哲分が足りない!

哲分が足りない!

幸せになりたくない人などいない

生き方は、死に方から逆算せよ

生き方は死から逆算せよ

生き方は死に方から逆算せよ


生きるの下手すぎ!

生き方が分からん!!

 

唐突な叫びから入らせてもらったけれど、

まず本編初回という事で、簡単かつシンプルな議題からやっていこうと思う。

 

タイトル通りの話になるけれど、自分の生き方が見えなくなった時は、

まず、【理想の死に方】から逆算してみるのが良い。

 

当然、実際の死に方は選ぶ事はできない。

ケガや病気、天災や事故など、死因はあらゆるものの周りにあふれている。

選ぶ事はできないが、「こうだったらいいな」と理想する事はできる。

 

「自宅の床の間で、家族に看取られながら死にたい」

 

「穏やかな風に吹かれ、本を読みながらこと切れたい」

 

例えばこういった理想を思い描いたとしよう。

前者の理想を叶えようと思ったら、そこにクリアしていくハードルが見えてくる。

 

・入院せずにいられる健康的な身体

・自分の最期を看取ろうと思ってくれる家族

・マイホームの一室であれば自分所有の家を持つ

 

などなど、具体的に必要となるモノが見えてくる。

ここを具体的に考えることが重要だ。

先ほどの例からすると、

健康的な身体を維持する生活をして、互いを大切に思える家族を得て、

自宅を買えるだけの経済力を身に着ける事が目標となる。

 

目標が見えたら、次は行動の見直しだ。

健康を維持するために食生活を正したり、運動をしよう。

互いに大切に思える人を探し、子供を大切にしよう。

健康を害さない働き方をして、夢のマイホーム談義に花を咲かそう。

 

単純に「健康のために運動しなくちゃ」と。

自分の理想の死に向かうため、「健康のために運動しなくちゃ」と。

こういった書き方をすると【意識高い系】だと揶揄される事もあるが、

正しくは【死を意識している系】の考え方なのである。

 

森羅万象、基本的にはいつか死ぬのだから、これを考えるのは当然の事だ。

ただ、現代はあまりにも死から離れ、死を意図的に見えないようにしている。

昔は隣のどこそこさんのじいちゃんが死んだとかが話に上り、

それこそ身の回りに生も死も存在している事が実感できていた。

個人や個性の権利主張が高まるにつれ、人々は自ら孤独になり、

遂には死がほとんど見えなくなり、生き方さえも見失ってしまった。

 

こんな現代だからこそ、死について考える時間が必要なのだ。

ただ、毎日いつか来る死の事ばかり考えていても鬱々とするだけなので、

たまに考えるくらいがちょうどいい。

 

自分の場合は、寝る間際などにふと思う事が多い。

睡眠時のように、視界が暗くなり、意識が薄れ、やがて鼓動を感じなくなる。

夢の中にいたとして、自分はどう感じるだろうかと思う。

夢の世界が暗くなり、全てが闇に消え、呼吸も止まり、思考も止まる――

 

そんな、自分が無になってしまう時は明日かもしれない。

一時間後かもしれない、五分後かもしれない。

死に対面した時、その生と死の一瞬のはざまで、

貴方は何を思うだろうか?

 

大体の人は、こうだろう。

もっと趣味に没頭していればよかった。

仕事よりも家族との時間を大切にすればよかった。

自由に生きればよかった。

(バカバカしい。
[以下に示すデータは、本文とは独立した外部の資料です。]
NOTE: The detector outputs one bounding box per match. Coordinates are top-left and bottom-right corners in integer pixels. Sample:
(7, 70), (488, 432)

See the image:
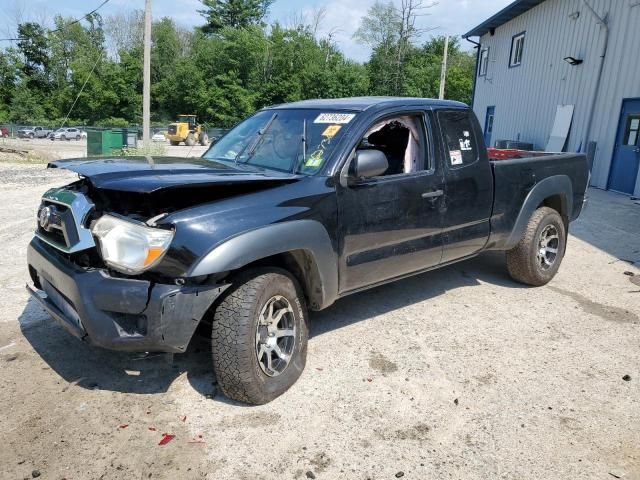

だったら最初からそうしていればいいじゃないか)

 

 

そうなると分かっていながら、多くの人は動けない。

まるで「そういうものだ」と言わんばかりに苦渋を浮かべて生きている。

まるで「そうしないと生きられない」とでも教え込まれたかのように。

 

それは違う。逆なのだ。まるっきり逆なのだ。

中途半端な趣味や、金儲けや、好きな事に夢中になるあまり、

【自分の人生の本懐】から目を背けているだけだ。

貴方と似たような事は誰にでもできるが、

貴方のできる事は貴方の人生でしか成しえない。

 

もし、貴方が生き方が見えなくなっているのであれば、

今一度、死と真正面から向き合ってみてはどうだろうか?

幽霊の、正体見たり、枯れ尾花。

貴方が見えない生き方も、見方を変えてみれば、意外と難なく見つかるかもしれない。